3
votes

I am trying to run scrapy with DjangoItem. When i run crawl my spider, I get the 'ExampleDotComItem does not support field: title' error. I have created multiple projects and tried to get it to work but always get the same error. I found this tutorial and downloaded the source code, and after running it; I get the same error:

Traceback (most recent call last):
File "c:\programdata\anaconda3\lib\site-packages\twisted\internet\defer.py",line 654, in _runCallbacks current.result = callback(current.result, *args, **kw) File "C:\Users\A\Desktop\django1.7-scrapy1.0.3-master\example_bot\example_bot\spiders\example.py", line 12, in parse return ExampleDotComItem(title=title, description=description) File "c:\programdata\anaconda3\lib\site-packages\scrapy_djangoitem__init__.py", line 29, in init super(DjangoItem, self).init(*args, **kwargs)
File "c:\programdata\anaconda3\lib\site-packages\scrapy\item.py", line 56, in init self[k] = v
File "c:\programdata\anaconda3\lib\site-packages\scrapy\item.py", line 66, in setitem (self.class.name, key)) KeyError: 'ExampleDotComItem does not support field: title'

Project structure:

├───django1.7-scrapy1.0.3-master
   ├───example_bot
   │   └───example_bot
   │       ├───spiders
   │       │   └───__pycache__
   │       └───__pycache__
   └───example_project
       ├───app
       │   ├───migrations
       │   │   └───__pycache__
       │   └───__pycache__
       └───example_project
           └───__pycache__

My Django Model:

from django.db import models

class ExampleDotCom(models.Model):
    title = models.CharField(max_length=255)
    description = models.CharField(max_length=255)

    def __str__(self):
        return self.title

My "example" Spider:

from scrapy.spiders import BaseSpider
from example_bot.items import ExampleDotComItem

class ExampleSpider(BaseSpider):
    name = "example"
    allowed_domains = ["example.com"]
    start_urls = ['http://www.example.com/']

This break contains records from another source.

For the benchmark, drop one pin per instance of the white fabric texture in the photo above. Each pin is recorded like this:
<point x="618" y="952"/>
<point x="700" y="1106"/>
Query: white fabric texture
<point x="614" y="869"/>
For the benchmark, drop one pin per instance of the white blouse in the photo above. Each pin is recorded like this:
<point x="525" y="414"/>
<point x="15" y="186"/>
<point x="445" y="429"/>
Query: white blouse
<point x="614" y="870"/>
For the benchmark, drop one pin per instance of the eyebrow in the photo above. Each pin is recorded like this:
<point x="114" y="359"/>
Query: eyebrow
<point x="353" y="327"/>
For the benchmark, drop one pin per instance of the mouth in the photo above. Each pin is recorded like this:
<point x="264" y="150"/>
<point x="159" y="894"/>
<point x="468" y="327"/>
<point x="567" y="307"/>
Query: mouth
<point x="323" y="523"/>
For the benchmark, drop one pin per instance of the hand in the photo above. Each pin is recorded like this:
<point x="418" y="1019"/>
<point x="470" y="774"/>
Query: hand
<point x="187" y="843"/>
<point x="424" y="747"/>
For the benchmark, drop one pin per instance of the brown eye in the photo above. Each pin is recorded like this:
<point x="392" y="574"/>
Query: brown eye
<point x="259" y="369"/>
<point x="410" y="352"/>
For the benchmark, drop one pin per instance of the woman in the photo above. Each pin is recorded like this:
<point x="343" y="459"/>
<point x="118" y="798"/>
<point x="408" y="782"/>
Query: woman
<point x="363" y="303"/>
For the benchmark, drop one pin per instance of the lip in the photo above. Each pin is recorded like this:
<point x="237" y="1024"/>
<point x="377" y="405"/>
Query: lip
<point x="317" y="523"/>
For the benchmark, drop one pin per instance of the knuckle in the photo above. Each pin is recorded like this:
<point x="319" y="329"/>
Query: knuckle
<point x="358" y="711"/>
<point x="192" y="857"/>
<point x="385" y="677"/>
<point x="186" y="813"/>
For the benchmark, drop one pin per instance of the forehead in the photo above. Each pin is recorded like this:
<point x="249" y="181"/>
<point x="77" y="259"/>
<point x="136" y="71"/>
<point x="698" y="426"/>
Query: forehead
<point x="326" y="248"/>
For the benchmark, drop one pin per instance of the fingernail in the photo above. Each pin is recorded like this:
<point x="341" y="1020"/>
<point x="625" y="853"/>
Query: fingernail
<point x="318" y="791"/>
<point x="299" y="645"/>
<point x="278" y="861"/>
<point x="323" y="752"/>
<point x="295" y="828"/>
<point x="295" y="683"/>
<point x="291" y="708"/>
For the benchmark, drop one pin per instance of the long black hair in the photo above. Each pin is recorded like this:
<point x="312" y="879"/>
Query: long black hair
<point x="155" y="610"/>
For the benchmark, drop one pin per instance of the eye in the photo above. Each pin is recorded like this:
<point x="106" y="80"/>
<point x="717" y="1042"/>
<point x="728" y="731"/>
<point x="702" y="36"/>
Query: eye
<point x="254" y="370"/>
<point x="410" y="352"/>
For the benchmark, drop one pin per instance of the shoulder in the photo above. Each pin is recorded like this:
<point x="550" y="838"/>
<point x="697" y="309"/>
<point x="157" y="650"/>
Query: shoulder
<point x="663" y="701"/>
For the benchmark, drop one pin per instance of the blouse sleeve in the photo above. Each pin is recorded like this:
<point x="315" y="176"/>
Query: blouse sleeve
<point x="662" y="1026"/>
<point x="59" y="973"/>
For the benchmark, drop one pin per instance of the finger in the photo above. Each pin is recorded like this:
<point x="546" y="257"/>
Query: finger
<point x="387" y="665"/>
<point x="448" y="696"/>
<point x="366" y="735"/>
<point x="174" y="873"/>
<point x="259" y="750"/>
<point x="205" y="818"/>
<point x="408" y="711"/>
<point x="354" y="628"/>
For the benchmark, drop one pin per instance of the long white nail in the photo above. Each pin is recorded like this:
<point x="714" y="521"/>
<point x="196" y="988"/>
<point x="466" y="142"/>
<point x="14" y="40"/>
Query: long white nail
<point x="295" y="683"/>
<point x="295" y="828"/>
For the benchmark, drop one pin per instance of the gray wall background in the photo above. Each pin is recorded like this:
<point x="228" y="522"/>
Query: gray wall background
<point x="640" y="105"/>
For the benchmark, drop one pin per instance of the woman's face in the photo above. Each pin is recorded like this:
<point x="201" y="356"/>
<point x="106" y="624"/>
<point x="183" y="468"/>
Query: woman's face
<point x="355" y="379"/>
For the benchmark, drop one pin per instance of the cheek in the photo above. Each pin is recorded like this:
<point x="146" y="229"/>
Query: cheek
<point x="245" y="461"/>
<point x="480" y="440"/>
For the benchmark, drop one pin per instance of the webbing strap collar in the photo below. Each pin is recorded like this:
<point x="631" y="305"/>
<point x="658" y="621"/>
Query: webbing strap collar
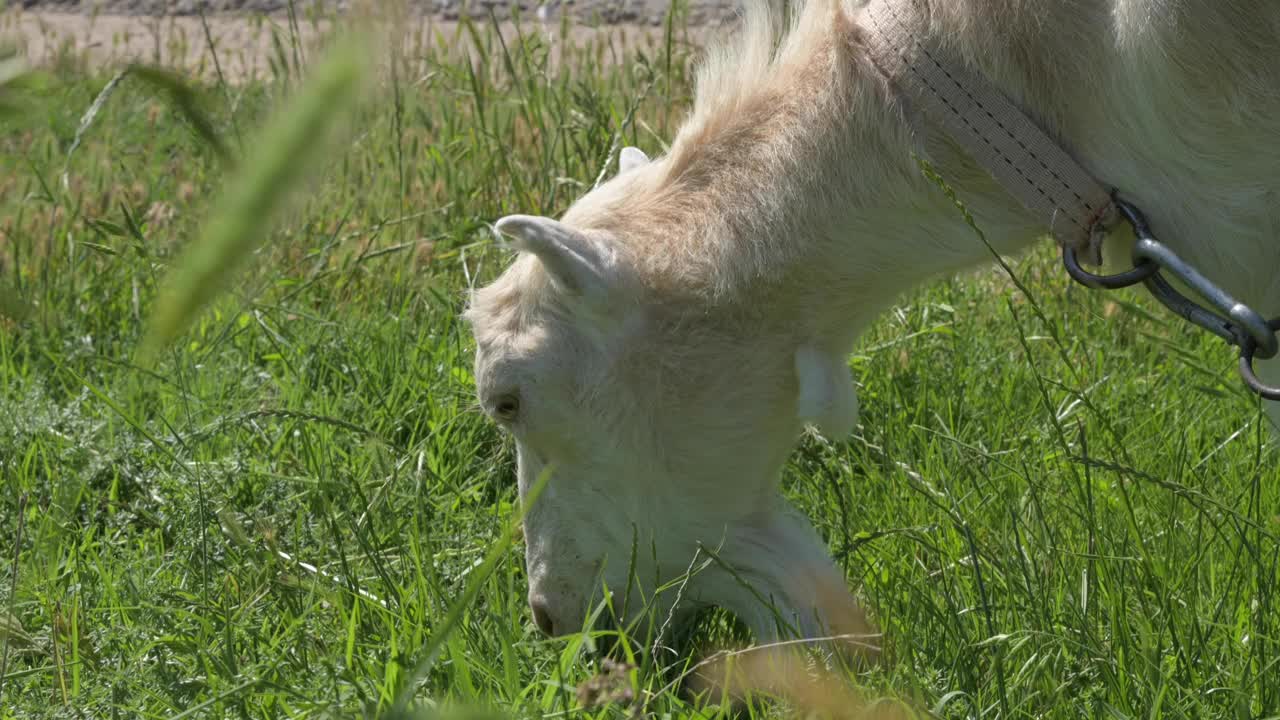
<point x="1031" y="165"/>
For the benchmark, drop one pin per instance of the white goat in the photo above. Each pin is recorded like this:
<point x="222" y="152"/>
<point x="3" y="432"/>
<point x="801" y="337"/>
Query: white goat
<point x="662" y="346"/>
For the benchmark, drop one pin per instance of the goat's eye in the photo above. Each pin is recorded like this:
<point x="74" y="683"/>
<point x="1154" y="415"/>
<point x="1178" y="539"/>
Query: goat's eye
<point x="507" y="408"/>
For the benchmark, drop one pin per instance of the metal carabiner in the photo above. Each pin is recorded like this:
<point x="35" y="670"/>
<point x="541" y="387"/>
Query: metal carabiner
<point x="1233" y="320"/>
<point x="1247" y="374"/>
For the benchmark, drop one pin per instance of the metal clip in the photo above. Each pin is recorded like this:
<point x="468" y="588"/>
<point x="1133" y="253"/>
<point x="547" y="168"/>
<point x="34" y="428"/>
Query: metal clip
<point x="1234" y="322"/>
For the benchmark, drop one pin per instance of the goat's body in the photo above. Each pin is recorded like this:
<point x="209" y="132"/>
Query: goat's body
<point x="791" y="210"/>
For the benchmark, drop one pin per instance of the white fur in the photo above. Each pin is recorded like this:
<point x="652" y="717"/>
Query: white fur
<point x="630" y="159"/>
<point x="827" y="397"/>
<point x="789" y="212"/>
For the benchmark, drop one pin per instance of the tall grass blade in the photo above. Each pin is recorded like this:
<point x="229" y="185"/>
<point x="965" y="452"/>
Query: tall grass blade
<point x="280" y="158"/>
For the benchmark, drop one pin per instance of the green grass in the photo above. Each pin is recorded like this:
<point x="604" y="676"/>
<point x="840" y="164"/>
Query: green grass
<point x="1059" y="504"/>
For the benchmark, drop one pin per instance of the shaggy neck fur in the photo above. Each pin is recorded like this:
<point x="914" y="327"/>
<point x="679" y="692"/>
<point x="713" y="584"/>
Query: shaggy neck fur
<point x="795" y="180"/>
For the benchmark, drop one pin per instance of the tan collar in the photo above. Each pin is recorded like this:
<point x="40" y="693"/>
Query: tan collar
<point x="1027" y="162"/>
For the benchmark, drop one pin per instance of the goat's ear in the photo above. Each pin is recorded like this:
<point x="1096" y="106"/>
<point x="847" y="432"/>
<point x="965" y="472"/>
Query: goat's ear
<point x="577" y="264"/>
<point x="827" y="397"/>
<point x="630" y="159"/>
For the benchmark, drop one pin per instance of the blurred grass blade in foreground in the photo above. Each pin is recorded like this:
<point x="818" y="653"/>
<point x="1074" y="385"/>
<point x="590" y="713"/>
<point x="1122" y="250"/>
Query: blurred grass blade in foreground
<point x="279" y="158"/>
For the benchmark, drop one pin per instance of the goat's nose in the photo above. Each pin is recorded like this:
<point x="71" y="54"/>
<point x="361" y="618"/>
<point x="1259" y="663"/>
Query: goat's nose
<point x="542" y="618"/>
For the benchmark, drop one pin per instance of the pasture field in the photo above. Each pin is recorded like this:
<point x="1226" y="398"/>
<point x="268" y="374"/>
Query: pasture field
<point x="1057" y="504"/>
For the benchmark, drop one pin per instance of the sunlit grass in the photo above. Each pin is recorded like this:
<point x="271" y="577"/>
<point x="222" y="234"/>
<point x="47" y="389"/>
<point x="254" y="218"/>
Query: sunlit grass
<point x="1057" y="505"/>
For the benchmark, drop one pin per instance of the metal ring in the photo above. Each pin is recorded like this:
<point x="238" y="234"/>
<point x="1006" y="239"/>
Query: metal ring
<point x="1139" y="273"/>
<point x="1251" y="378"/>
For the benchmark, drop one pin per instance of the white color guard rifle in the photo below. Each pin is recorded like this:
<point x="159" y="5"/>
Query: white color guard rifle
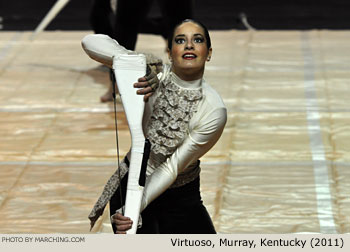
<point x="127" y="69"/>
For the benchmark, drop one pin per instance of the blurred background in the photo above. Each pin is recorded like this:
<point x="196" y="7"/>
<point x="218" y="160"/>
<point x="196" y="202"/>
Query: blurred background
<point x="218" y="14"/>
<point x="282" y="164"/>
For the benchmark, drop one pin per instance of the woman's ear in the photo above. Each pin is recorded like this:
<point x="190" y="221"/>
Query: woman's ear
<point x="169" y="55"/>
<point x="210" y="51"/>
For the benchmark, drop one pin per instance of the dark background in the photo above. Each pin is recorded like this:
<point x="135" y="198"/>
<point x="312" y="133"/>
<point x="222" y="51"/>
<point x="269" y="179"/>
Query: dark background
<point x="216" y="14"/>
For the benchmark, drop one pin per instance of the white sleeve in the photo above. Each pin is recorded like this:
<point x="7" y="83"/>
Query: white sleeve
<point x="200" y="140"/>
<point x="102" y="48"/>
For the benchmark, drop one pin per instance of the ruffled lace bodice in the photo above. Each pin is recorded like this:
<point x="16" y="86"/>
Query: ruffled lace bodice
<point x="172" y="110"/>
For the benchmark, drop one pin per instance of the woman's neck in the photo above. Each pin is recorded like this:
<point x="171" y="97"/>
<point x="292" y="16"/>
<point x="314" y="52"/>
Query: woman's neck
<point x="192" y="84"/>
<point x="188" y="74"/>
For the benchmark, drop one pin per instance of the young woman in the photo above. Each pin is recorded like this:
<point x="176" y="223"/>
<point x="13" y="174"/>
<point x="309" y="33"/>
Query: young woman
<point x="183" y="120"/>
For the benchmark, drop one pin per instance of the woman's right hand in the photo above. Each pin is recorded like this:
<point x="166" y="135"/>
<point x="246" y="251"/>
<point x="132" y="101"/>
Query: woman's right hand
<point x="122" y="223"/>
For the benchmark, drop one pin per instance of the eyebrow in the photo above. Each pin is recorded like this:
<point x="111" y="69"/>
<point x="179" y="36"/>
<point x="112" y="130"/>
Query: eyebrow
<point x="183" y="35"/>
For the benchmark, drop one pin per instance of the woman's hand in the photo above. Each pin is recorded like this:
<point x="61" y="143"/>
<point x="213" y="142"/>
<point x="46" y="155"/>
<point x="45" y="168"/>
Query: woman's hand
<point x="147" y="84"/>
<point x="122" y="223"/>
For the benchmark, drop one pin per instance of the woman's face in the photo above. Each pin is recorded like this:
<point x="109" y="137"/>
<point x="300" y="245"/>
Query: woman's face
<point x="189" y="51"/>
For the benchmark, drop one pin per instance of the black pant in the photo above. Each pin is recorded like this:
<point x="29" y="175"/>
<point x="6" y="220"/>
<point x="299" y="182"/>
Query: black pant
<point x="176" y="211"/>
<point x="131" y="18"/>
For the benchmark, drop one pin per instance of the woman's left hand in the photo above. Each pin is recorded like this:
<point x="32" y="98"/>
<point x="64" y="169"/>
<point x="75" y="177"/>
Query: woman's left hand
<point x="147" y="84"/>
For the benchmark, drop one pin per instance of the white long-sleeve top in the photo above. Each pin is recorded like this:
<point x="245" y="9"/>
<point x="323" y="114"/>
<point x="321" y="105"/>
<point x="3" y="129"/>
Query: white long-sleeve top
<point x="196" y="136"/>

    def parse(self, response):
         title = response.xpath('//title/text()').extract()[0]
         description = response.xpath('//body/div/p/text()').extract()[0]
         return ExampleDotComItem(title=title, description=description)

Items.py:

from scrapy_djangoitem import DjangoItem
from app.models import ExampleDotCom

class ExampleDotComItem(DjangoItem):
    django_model = ExampleDotCom

pipelines.py:

class ExPipeline(object):
    def process_item(self, item, spider):
        print(item)
        item.save()
        return item

settings.py:

import os
import sys

DJANGO_PROJECT_PATH = '/Users/A/DESKTOP/django1.7-scrapy1.0.3-master/example_project'
DJANGO_SETTINGS_MODULE = 'example_project.settings' #Assuming your django application's name is example_project

sys.path.insert(0, DJANGO_PROJECT_PATH)
os.environ['DJANGO_SETTINGS_MODULE'] = DJANGO_SETTINGS_MODULE
BOT_NAME = 'example_bot'



import django
django.setup()
SPIDER_MODULES = ['example_bot.spiders']

ITEM_PIPELINES = {
    'example_bot.pipelines.ExPipeline': 1000,
}
1

1 Answers

1
votes

Can you show your Django model? This is likely occurring because title isn't defined on your ExampleDotCom model.

If it is there, perhaps you need to run your Django migrations?